Kopp authored earlier an academic thesis (2012) on the subject which is most useful as well. However, he does not, as the titles of his studies suggest, explore Horst’s planting in California very far. I could find no reference to Saazer Seedless, in particular.
Possibly there are California hop histories that examine this, although I have not been able to trace one.
Another point: in British Columbia, Canada of the mid-20th century, substantial hop acreage, especially in the Fraser Valley, was devoted to hop production. I referred to this earlier when discussing National Breweries Limited in Quebec of the 1940s.
Its annual reports state hops were sourced from this region, indeed as a matter of patriotic pride, or putting it another way, as a selling point for consumers who believed in “buying Canadian” .

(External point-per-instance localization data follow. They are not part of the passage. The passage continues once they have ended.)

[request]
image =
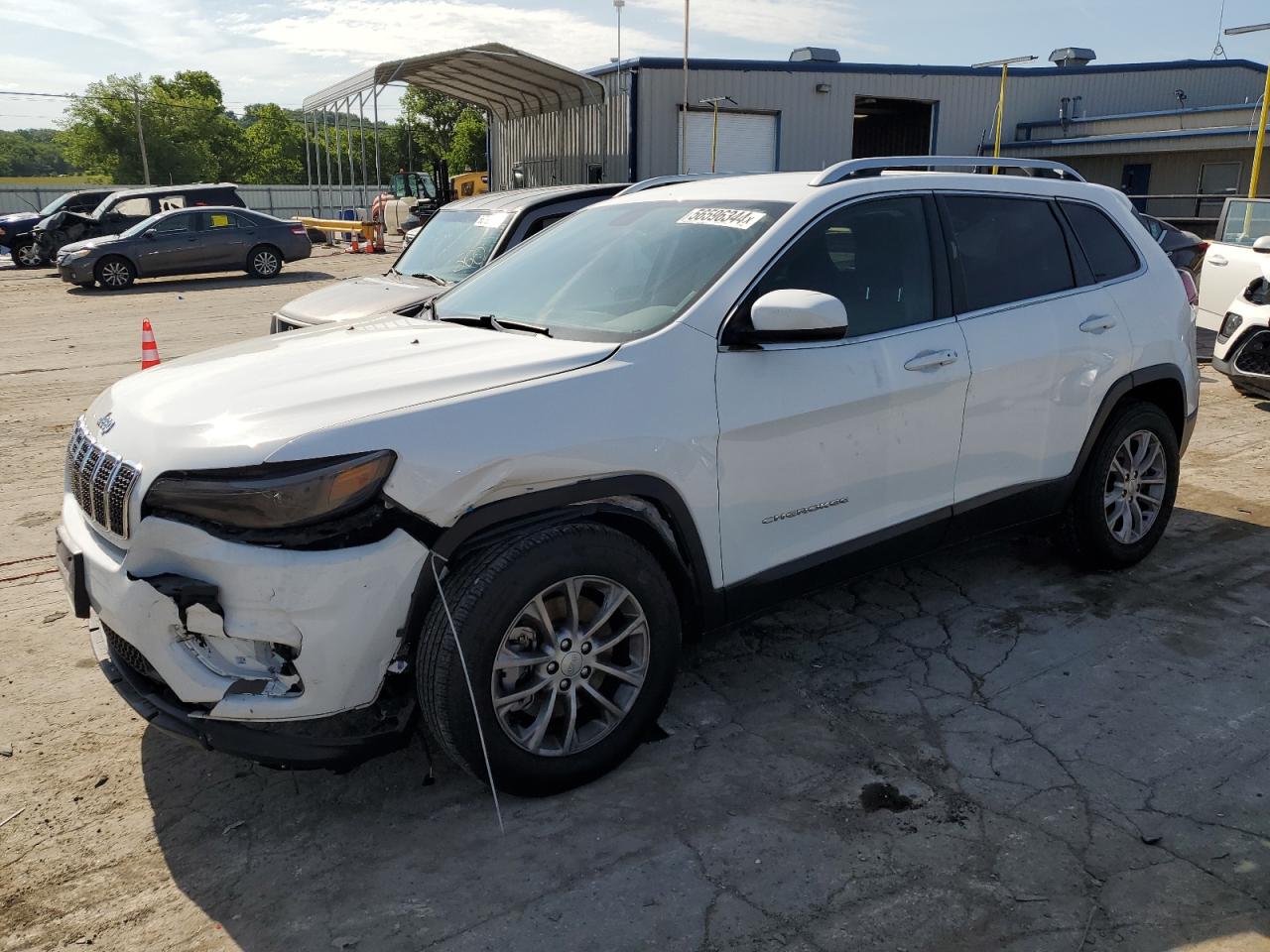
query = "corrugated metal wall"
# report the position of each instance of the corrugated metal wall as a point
(816, 127)
(558, 148)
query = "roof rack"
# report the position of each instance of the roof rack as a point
(865, 168)
(659, 180)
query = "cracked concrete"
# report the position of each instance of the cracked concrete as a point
(1086, 754)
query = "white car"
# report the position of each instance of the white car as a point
(1242, 348)
(663, 414)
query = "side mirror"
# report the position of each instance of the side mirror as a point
(792, 315)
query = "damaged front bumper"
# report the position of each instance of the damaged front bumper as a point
(277, 655)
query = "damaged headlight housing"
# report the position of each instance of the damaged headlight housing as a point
(273, 495)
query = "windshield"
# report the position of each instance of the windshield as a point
(613, 272)
(453, 244)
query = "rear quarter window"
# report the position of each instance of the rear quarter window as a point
(1106, 249)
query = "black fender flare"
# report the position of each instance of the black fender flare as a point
(593, 499)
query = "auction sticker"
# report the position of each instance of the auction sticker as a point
(724, 217)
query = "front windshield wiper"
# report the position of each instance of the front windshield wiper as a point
(488, 320)
(434, 278)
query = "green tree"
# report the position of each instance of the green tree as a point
(190, 135)
(273, 146)
(467, 144)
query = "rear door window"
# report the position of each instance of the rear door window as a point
(1106, 249)
(1003, 249)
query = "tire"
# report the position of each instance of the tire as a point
(26, 254)
(1097, 530)
(264, 262)
(114, 273)
(489, 597)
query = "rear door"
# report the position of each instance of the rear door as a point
(223, 240)
(1044, 335)
(824, 444)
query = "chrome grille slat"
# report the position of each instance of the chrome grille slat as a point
(100, 481)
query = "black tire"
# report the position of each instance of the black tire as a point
(264, 262)
(26, 254)
(1083, 531)
(114, 273)
(485, 595)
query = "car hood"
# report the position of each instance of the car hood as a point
(238, 404)
(358, 298)
(87, 243)
(19, 218)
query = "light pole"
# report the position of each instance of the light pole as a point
(1261, 126)
(619, 5)
(714, 137)
(684, 116)
(1001, 96)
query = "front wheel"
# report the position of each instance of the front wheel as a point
(26, 254)
(264, 262)
(1125, 493)
(572, 639)
(114, 273)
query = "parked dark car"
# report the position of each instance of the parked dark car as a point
(122, 209)
(1184, 248)
(186, 241)
(16, 230)
(454, 241)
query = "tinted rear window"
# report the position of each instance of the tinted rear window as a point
(1005, 249)
(1106, 249)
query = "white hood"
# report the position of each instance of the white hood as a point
(238, 404)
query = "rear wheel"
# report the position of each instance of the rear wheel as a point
(264, 262)
(1125, 493)
(572, 639)
(26, 253)
(114, 273)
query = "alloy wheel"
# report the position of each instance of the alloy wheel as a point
(266, 263)
(1134, 489)
(28, 255)
(114, 275)
(571, 665)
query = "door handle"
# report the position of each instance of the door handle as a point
(1097, 322)
(931, 359)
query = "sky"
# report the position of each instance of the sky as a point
(280, 53)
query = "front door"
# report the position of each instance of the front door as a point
(824, 444)
(1046, 343)
(172, 246)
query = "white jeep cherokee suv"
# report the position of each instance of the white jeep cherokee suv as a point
(658, 416)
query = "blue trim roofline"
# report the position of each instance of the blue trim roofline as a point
(1037, 123)
(667, 62)
(1129, 137)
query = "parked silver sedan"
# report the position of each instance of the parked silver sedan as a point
(186, 241)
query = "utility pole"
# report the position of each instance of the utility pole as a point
(141, 136)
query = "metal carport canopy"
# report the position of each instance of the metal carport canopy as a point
(507, 81)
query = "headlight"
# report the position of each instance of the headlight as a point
(275, 495)
(1228, 326)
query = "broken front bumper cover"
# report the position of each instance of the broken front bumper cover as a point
(278, 746)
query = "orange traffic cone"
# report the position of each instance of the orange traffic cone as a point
(149, 348)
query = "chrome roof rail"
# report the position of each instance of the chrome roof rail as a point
(659, 180)
(864, 168)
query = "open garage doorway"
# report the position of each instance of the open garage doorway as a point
(892, 127)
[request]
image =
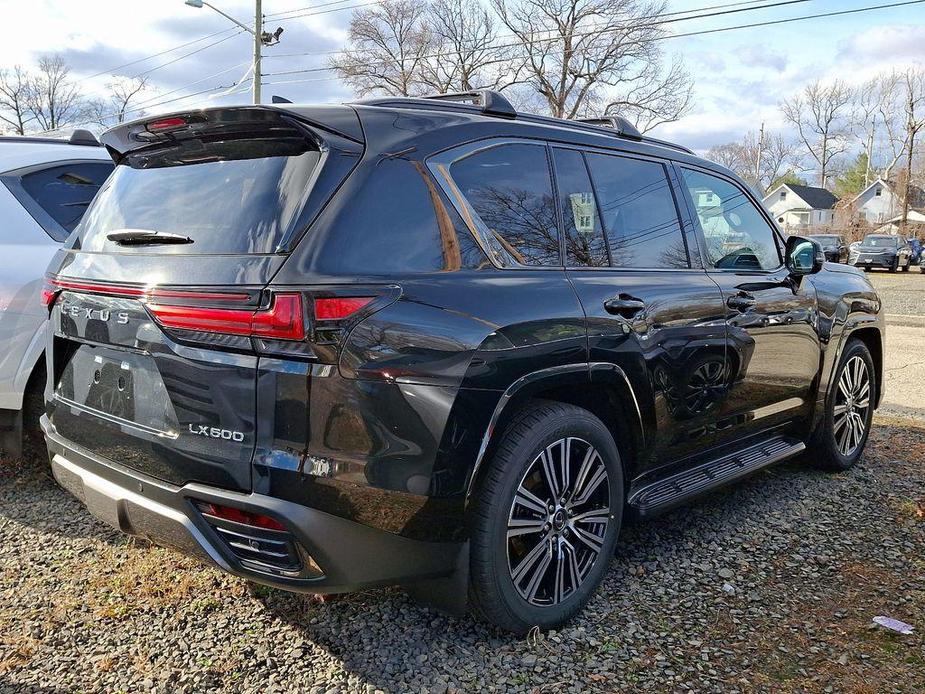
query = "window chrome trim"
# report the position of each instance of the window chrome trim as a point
(13, 180)
(439, 166)
(698, 227)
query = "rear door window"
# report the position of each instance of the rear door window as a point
(639, 213)
(585, 244)
(238, 195)
(737, 235)
(509, 188)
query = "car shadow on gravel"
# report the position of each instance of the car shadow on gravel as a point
(379, 635)
(30, 496)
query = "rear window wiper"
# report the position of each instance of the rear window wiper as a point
(145, 237)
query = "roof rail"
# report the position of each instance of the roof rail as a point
(78, 137)
(618, 123)
(490, 102)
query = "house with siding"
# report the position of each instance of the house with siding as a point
(801, 209)
(882, 202)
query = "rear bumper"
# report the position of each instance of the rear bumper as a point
(882, 261)
(348, 555)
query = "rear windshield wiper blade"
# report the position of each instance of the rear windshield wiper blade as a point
(144, 237)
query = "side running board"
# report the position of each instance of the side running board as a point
(663, 494)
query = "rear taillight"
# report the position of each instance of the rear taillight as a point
(338, 308)
(283, 320)
(166, 124)
(236, 515)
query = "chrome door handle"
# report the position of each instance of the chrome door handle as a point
(624, 305)
(741, 302)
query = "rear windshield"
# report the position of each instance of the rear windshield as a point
(231, 196)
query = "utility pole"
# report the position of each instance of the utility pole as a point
(260, 38)
(258, 42)
(870, 150)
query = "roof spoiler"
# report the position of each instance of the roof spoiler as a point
(490, 102)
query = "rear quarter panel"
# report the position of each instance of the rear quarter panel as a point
(847, 302)
(25, 251)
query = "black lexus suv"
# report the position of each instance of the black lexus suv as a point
(436, 343)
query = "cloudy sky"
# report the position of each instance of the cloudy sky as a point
(740, 76)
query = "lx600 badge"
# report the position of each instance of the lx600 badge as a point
(216, 433)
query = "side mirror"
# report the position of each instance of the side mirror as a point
(803, 256)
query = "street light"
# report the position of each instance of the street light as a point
(261, 38)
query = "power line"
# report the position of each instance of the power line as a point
(664, 14)
(335, 9)
(674, 36)
(150, 57)
(187, 55)
(308, 7)
(659, 22)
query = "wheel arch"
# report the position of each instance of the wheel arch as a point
(873, 340)
(601, 388)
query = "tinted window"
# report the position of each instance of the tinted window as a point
(639, 212)
(880, 241)
(510, 189)
(228, 196)
(585, 245)
(736, 233)
(394, 221)
(65, 192)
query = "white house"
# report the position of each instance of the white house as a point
(882, 201)
(801, 208)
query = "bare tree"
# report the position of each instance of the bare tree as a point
(728, 155)
(660, 96)
(820, 116)
(912, 96)
(867, 118)
(53, 99)
(465, 51)
(759, 163)
(389, 44)
(14, 91)
(115, 107)
(592, 55)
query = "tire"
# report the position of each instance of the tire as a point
(506, 590)
(830, 443)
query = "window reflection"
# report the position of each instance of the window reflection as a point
(585, 245)
(510, 189)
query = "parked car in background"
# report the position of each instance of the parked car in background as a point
(884, 251)
(833, 245)
(439, 344)
(47, 185)
(916, 247)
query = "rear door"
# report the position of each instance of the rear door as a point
(158, 304)
(773, 344)
(651, 311)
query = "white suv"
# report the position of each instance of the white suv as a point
(46, 186)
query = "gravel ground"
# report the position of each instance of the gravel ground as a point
(903, 293)
(768, 586)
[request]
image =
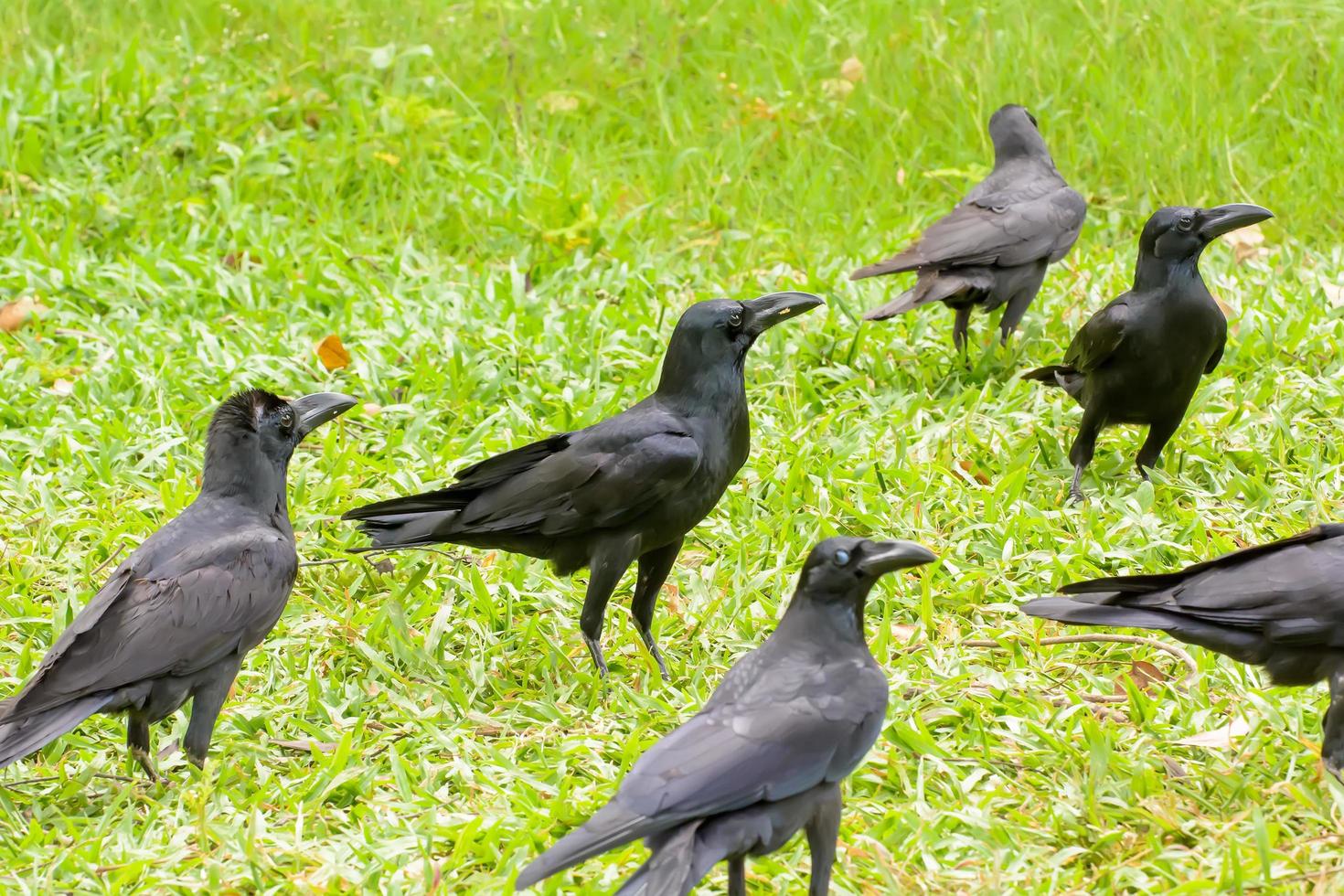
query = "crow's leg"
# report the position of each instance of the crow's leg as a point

The English cultivars Golding and Fuggle were grown – noble varieties as the term is understood today – and a few other varieties. They apparently retained much of their English character, at least according to the 1940s brewing text of British brewing scientist Lloyd Hind.
The component breweries of National Breweries at the time, including Boswell, Dawes, and Dow, mainly produced ale, so they were natural customers for such hops.
The B.C. hop industry petered out by 1997, however. It was not able to compete, à la New York State, with lower-cost, large-scale production in the United States, European Continent, and Asia.
It has been said as well that with increasing, trans-national concentration of mass-market brewers in the ’70s and ’80s, they tended to buy hops from sources familiar to them in Europe and the United States.
That is, loss of Canadian brewing independence did not favour Canadian hop production. Of the mass-market brewers only Moosehead is still fully Canadian-controlled, and it is smallest of the “majors”.
A U.S. Golding is raised today in Oregon, derived from Golding rhizomes procured in the ’90s from the John Haas farm near Chilliwack, B.C. (closed in 1997). See details in this website.*
Currently, as in California, there is restoration of hop production in B.C., with craft brewers in the front line of customer ranks. There are at least 30 hop growers in the Province, according to the last figures I saw.
For further background on the resurgence of B.C. hops, see the website of the B.C. Hop Growers Association.
*The Fuggle had long been grown with good success in Oregon, as well, and more latterly Washington State. It was largely replaced by a derivative, Willamette.